I wanted my son's name and birthdate, with something that would reflect a certain side of myself. This is the result. Let's see of you get all the references


----------



## asher (Jan 28, 2015)

That's fvcking awesome, dude!

Guessing about the first two letters, pretty sure I have the H right, but I can't place the T.


----------



## MFB (Jan 28, 2015)

T = Transformers, no clue about the E though

Also, birthdate = MGS codec frequency, yes?


----------



## mongey (Jan 28, 2015)

MFB said:


> T = Transformers, no clue about the E though
> 
> Also, birthdate = MGS codec frequency, yes?


 
Ah transformers. I was thinking it looked like the old tron logo but the blue and red were opposite. 
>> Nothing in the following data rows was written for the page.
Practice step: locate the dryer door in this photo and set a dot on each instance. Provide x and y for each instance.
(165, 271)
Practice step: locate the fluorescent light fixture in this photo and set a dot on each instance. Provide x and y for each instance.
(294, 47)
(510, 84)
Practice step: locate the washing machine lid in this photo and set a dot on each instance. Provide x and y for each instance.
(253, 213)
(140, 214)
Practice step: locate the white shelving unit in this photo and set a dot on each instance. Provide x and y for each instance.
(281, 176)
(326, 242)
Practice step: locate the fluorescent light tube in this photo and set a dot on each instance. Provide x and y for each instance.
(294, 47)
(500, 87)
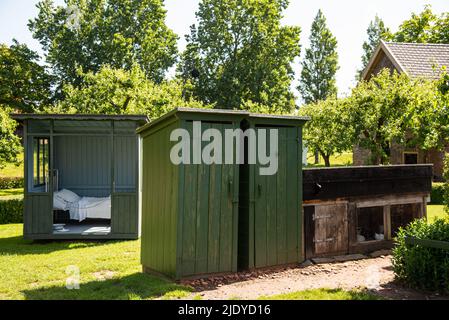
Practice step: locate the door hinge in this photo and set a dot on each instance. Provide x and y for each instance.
(323, 241)
(314, 217)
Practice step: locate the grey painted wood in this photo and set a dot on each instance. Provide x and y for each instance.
(88, 155)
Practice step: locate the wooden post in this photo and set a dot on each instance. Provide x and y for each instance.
(387, 222)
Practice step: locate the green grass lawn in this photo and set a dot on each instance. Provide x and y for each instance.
(11, 194)
(108, 270)
(325, 294)
(436, 211)
(11, 170)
Yeah the e is driving me crazy. I know I have seen it a million times but can't place it.

OP- Cool tat


----------



## Steinmetzify (Jan 28, 2015)

I got Doom, Transformers, Ninja Turtles, God of War and The Umbrella Corporation. Nice tat dude.


----------



## ferret (Jan 28, 2015)

Still working on the H, got the rest. Nice choice!


----------



## MFB (Jan 28, 2015)

ferret said:


> Still working on the H, got the rest. Nice choice!



Spoiler:


Spoiler



Kingdom *H*earts


----------



## Dana (Jan 28, 2015)

dude, you could tattoo anything on yourself for your son and i would approve...
awesomeness in here.


----------



## Chokey Chicken (Jan 28, 2015)

I'm surprised how few people get what the "E" is from. That and the D were the first two to jump out at me. I knew them all aside from the H.


----------



## MFB (Jan 28, 2015)

Chokey Chicken said:


> I'm surprised how few people get what the "E" is from. That and the D were the first two to jump out at me. I knew them all aside from the H.



Decided to Google what I assumed it to be from, and I assumed correctly, but it's also a series I've only played one game from (despite how many there are) so I don't feel terrible about not recognizing it.


----------



## asher (Jan 28, 2015)

MFB said:


> Spoiler:
> 
> 
> Spoiler
> ...



Whoops. Thought it was something else with a very similar font, but not that letter in the game name

These all being correct letters did not occur to me


----------



## All_¥our_Bass (Jan 28, 2015)

D is for DOOM
Date is MGS codec


----------



## troyguitar (Jan 29, 2015)

I thought this thread was going to be about your 3 year old coming home from daycare with a new tattoo.


----------



## Michael T (Jan 29, 2015)

Dude that is killer.

I'm not one to copy peoples ink but I just might take this concept and roll with it.

Perfection man !!


----------



## straymond (Jan 29, 2015)

Thanks, guys! I'm really happy with it 

The letters are as follows;
Transformers
Kingdom Hearts
Mega man life-can
God of war omega
Doom
Umbrella Corp from resident evil
TuRtles
And indeed the metal gear solid codec which tells the birthdate of my son


----------



## asher (Jan 29, 2015)

Thought KH was Castlevania font, because derp 

I love the codec signal birthday!


----------



## straymond (Jan 30, 2015)

Thanks a lot, guys!
I hope some of the details will pop a bit after it heals


----------